Marie wasn't sure exactly how old he was, but she guessed late thirtyish. He was over six feet tall and definitely not paunchy. Lanky, tha
t's how Marie would have described him. Not skinny but not overly muscled either. His movements as he crossed the studio to a tiny kitchenette on the other side had an almost desperate carelessness to them, as if he were daring the floor to trip him or the ceiling to rain down on his head.
He held up a bottle of red wine. Marie frowned. At ten in the morning?
"Oh, right," he said. "Too early for an American. Coffee then?"
He set about grinding and measuring and filling the coffee maker. He swung his arms and hips around the tiny space and yet he didn't once bump into the sharp corners of a countertop or allow a stray coffee bean to fall and bounce into the sink or behind the wastebasket. Despite the seeming unchecked carelessness of his limbs, there was a graceful economy of purpose to each step and turn. He didn't seem like the kind of person who would go into a room and then forget what he came in for. Marie did that all the time, as though her days were constantly rebooting.
He looked up and frowned at her. He gestured toward a small metal café table and a set of those grey metal bistro chairs that had become all the rage in the furniture catalogs. "Sit down, please."
Marie sat and looked around his studio while the coffee sputtered and hissed into the pot. The studio looked like the studios she remembered from school. Messy. Canvases in various stages of completion, or inspiration, stood like sleeping sentries around the room. There were landscapes and horses and children and opulent interiors. From a glance, it was hard to say what Luc Marchand's artistic style was.

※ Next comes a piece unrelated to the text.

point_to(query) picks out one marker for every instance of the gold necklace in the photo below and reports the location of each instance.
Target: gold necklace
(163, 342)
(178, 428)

One particularly tall canvas held the rough outlines of a life-sized woman's head and torso, arms and shoulders. She looked like some spectral creature in the process of materializing. Or disappearing, Marie couldn't tell which.
Two mugs of coffee appeared on the table, along with a small white pitcher of cream and a matching bowl of sugar. Luc Marchand flipped a chair around and straddled it, leaning his chin on the chair back.